27 - Tekirdağ - BaloDemiryolu Şirketleri

Balo treni başarılı olacak mı?


Geçtiğimiz hafta, ilk BALO treni görkemli bir törenle yola çıktı.

Ulaştırma Bakanı, TOBB Başkanı, TCDD Genel Müdürü ve Rail Cargo Yönetim Kurulu Üyesi törene katıldılar, ve BALO trenine tam desteklerini ilan ettiler. Tören bir parça “devlet töreni” havasında olsa da, tüm konuşmalar işin özüne değinen bir formatta oldu. Dahası, eksiksiz ekipmanıyla Manisa İstasyonu BALO trenine hazır gözüküyordu. Sadece katılımcılar değil, yapılan büyük yatırım ve uzun hazırlık süresi de, projeye odaklanıldığını ve kısa vadeli olmayacağını gösteriyordu.

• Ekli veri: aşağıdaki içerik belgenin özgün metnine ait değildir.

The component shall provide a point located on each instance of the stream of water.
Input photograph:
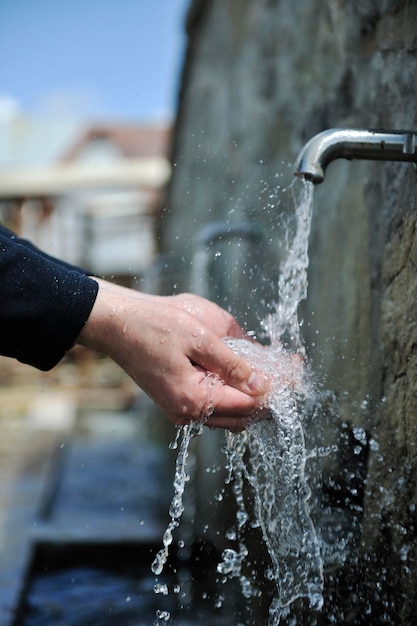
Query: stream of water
(270, 455)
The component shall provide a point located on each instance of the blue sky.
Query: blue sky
(91, 59)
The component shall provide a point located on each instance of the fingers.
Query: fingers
(214, 356)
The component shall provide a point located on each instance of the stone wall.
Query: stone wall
(261, 77)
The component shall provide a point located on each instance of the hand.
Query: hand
(171, 347)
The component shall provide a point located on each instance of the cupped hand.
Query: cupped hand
(171, 347)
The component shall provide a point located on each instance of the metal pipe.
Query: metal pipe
(351, 143)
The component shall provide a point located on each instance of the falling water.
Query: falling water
(275, 448)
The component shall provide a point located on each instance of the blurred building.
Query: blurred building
(91, 196)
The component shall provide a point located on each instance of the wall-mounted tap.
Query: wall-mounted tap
(346, 143)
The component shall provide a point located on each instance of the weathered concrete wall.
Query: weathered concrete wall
(262, 77)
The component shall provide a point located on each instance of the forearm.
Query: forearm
(43, 304)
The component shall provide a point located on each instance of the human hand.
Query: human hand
(179, 360)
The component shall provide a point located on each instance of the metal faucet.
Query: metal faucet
(351, 143)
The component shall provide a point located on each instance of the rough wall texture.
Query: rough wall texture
(262, 77)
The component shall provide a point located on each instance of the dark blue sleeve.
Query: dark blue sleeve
(44, 303)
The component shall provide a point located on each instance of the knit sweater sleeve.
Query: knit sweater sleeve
(44, 303)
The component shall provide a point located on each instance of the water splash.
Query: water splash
(176, 508)
(276, 474)
(276, 448)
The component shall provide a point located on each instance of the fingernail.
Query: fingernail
(258, 382)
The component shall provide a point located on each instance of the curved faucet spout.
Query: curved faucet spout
(346, 143)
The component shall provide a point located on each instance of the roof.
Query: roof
(133, 140)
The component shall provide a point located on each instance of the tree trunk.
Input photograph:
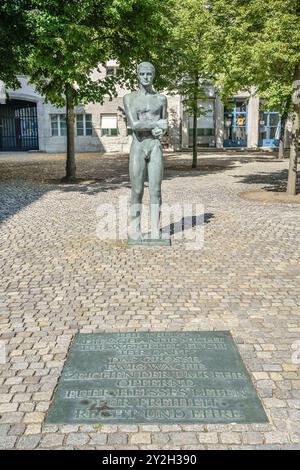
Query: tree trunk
(281, 138)
(292, 176)
(195, 116)
(71, 163)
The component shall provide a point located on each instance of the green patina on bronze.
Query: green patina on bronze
(146, 112)
(157, 377)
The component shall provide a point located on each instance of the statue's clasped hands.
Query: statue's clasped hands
(160, 129)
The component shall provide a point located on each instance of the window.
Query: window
(84, 124)
(58, 125)
(110, 71)
(109, 125)
(114, 71)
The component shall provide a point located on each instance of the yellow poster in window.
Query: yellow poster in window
(240, 120)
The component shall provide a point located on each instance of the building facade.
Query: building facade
(27, 122)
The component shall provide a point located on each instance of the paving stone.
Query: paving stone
(182, 438)
(16, 430)
(52, 440)
(28, 442)
(58, 277)
(208, 437)
(77, 440)
(7, 442)
(140, 438)
(230, 438)
(98, 439)
(117, 438)
(35, 417)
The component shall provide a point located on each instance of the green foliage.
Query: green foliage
(259, 44)
(187, 62)
(16, 39)
(75, 38)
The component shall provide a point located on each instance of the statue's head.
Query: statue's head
(146, 73)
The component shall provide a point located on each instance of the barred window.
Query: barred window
(58, 125)
(109, 126)
(84, 124)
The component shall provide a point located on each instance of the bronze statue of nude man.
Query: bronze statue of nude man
(146, 113)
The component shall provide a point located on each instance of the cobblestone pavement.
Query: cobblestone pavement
(58, 278)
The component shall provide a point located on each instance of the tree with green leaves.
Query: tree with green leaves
(260, 48)
(74, 39)
(16, 39)
(187, 63)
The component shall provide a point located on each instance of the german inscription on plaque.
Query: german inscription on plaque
(159, 377)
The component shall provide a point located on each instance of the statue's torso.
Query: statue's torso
(147, 108)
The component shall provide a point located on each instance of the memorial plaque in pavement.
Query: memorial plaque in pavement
(155, 377)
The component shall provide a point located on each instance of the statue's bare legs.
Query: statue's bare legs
(142, 153)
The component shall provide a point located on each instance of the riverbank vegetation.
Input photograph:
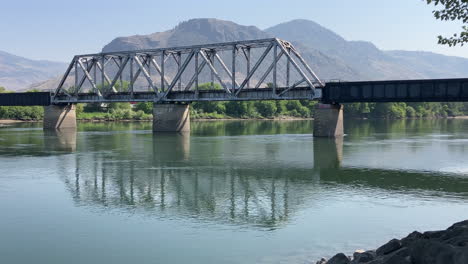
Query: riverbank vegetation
(244, 109)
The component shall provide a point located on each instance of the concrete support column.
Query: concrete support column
(328, 120)
(171, 118)
(59, 116)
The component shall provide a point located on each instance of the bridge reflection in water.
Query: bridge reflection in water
(184, 176)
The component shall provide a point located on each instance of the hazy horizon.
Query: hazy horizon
(58, 32)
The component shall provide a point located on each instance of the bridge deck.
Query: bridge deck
(435, 90)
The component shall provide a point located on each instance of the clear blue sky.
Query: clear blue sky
(58, 29)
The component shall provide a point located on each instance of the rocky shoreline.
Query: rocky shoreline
(448, 246)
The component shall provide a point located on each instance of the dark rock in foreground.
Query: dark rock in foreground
(433, 247)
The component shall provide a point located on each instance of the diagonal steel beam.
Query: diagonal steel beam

Öte yandan Türkiye-Avrupa trafiğinde benzer rotalarda taşıma yapan, ve pek çoğu dengesiz yük dağılımı nedeniyle sıkıntı yaşayan, ve tabii zorlu bir rekabetin pek çok yeni doğan projeyi öldürdüğü bir ortamda en önemli soru şu olacak: BALO treni başarılı olabilir mi? Gelin, BALO’nun elinde ne var, ne yok birlikte görelim:

Türkiye’de müşteri potansiyeli

Elbette ki BALO sıfırdan başlamak zorunda kalmayacak. Bir sivil toplum örgütü olması nedeniyle BALO, Utikad ve DTD gibi örgütlerin de desteğiyle, pazara hızlı ve kolay bir erişim sağladı. TOBB’dan gelecek büyük destek de elbette gelecekte önemli bir avantaj olacak. Öte yandan, Ege Bölgesi’ne odaklanan BALO’nun, tır ve konteyner hatlarına dayanan müşterileri ikna etmesi gerekecek. Bölgede demiryolu deneyimi olan firma sayısı sınırlı. Çok iyi hazırlanmış bir açılış seramonisine rağmen 8 konteynerlik bir başlangıç da bu zorluğa işaret etmekte.

Bir diğer büyük soru işareti de BALO treninin kalkış yeri. Manisa Organize, Türkiye’nin en hızlı gelişen sanayi bölgelerinden biri olmasına ve üstelik demiryolu bağlantısı olmasına rağmen, BALO trenini MOS terminali yerine Manisa istasyonundan kalktı. Şüphesiz ki, MOS içindeki şirketler, bu trenin ana omurgasını oluşturacaklar, ve oluşturmalılar da.

Avrupa’da müşteri potansiyeli

Elbette bunun için elimizde hiçbir bilgi bulunmamakta. İlk gösterge olabilecek dönüş treni ise Avrupa’dan en iyi ihtimalle bu hafta kalkacak. Rail Cargo CEO’su Erik Regter, BALO projesini her anlamda destekleyeceklerini açıkladı. Ancak bir başka önemli nokta da şu. Rail Cargo, Türkiye ile Avrupa arasındaki konteyner trafiğinin en güçlü oyuncularından. Dahası, en büyük rakibi IFB’den farklı olarak, Rail Cargo, forwarder firmalarla çalışmak yerine doğrudan kendi müşterilerini taşımayı tercih ediyor. Peki Rail Cargo’nun Avrupa’dan BALO trenine müşteri bulmada ne kadar ileri gidecek?

Bir başka ihtimal de, BALO’nun, kendi çabalarıyla Avrupa’dan müşteri portföyü oluşturması. Açıkçası, bu ihtimalin kısa sürede gerçekleşmesi oldukça zor.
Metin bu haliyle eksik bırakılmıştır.